Results:  The sample consisted of 55 participants. There was a strong correlation between Time Management of stress with sleep and the physical, psychological and environmental domains of quality of life, in addition to the significant association for insomnia and some sociodemographic variables.

Conclusion:  Stress factors were associated with poor quality sleep and changes in quality of life. Time Management was the factor with the greatest potential for stress. The ninth semester had greater exposure to stressors, worse quality of sleep and life.

Descriptors: Students, Nursing; Stress, Psychological; Sleep; Quality of Life

Resumen

Objetivo:  Identificar los factores de estrés del ambiente universitario y las repercusiones en la calidad del sueño y de vida de los estudiantes del ultimo año de la graduación de Enfermeria.

Método:  Estudio transversal, comparativo, cuantitativo, realizado con estudiantes del ultimo año de la graduación de Enfermeria de una institución particular al sur de Minas Gerais. Se aplicaron para a recolección de datos la Escala para Evaluación del Estrés en Estudiantes de Enfermeria, el Indice de la Calidad del Sueño de Pittsburgh, el Cuestionario de la calidad de vida WHOQOL-bref y el Cuestionario de la caracterización sociodemografica. Para el análisis de los datos fueron realizados testes de asociación, comparación y de coeficiente de correlación y estadística descriptiva. Resultados: Muestra de 55 participantes. Hube correlación fuerte entre la Gestión del Tiempo del estrés con el sueño y los domínios físico, psicologico y del ambiente de la calidad de vida, mas allá de la asociación significante para el insomnio y algunas variables sociodemograficas.

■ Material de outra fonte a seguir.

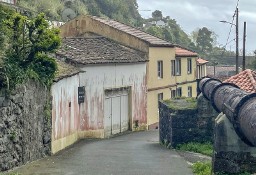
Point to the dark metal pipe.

Conclusión:  Factores de estrés se asociaran al sueño de mala calidad y la alteración de la calidad de vida. La Gestión del Tiempo fue el factor de mayor potencialidad para el estrés. El nono semestre tuve mayor exposición a factores de estrés, peor calidad del sueño e de vida.

Descriptores: Estudiantes de Enfermería; Estrés Psicológico; Sueño; Calidad de Vida

INTRODUÇÃO

Durante o período de formação profissional, estudantes de Enfermagem enfrentam várias situações desencadeadoras do estresse, como o contato inicial com a universidade e a autonomia na organização de horários(1), atividades curriculares, extracurriculares e o cenário dos estágios, novas relações com professores(2), situações de incertezas e tomada de decisões importantes(3).

Ao finalizar o curso de graduação em Enfermagem, alguns fatores podem potencializar o estresse, como a preparação de relatórios e trabalhos finais, o sentimento de insegurança, inexperiência(4), competitividade do mercado de trabalho e o medo de não se engajar na vida profissional(4-5).

A falta de suporte adequado às pressões vivenciadas na rotina das atividades práticas, as oscilações do trabalho e dificuldades de lidar com a morte também são fatores que elevam os níveis de estresse(4). Acrescentam-se a esses fatores os estudantes de Enfermagem que trabalham e estudam, com dupla jornada de trabalho, sendo esta uma condição desfavorável, que pode refletir de modo prejudicial, afetando a qualidade do sono(6).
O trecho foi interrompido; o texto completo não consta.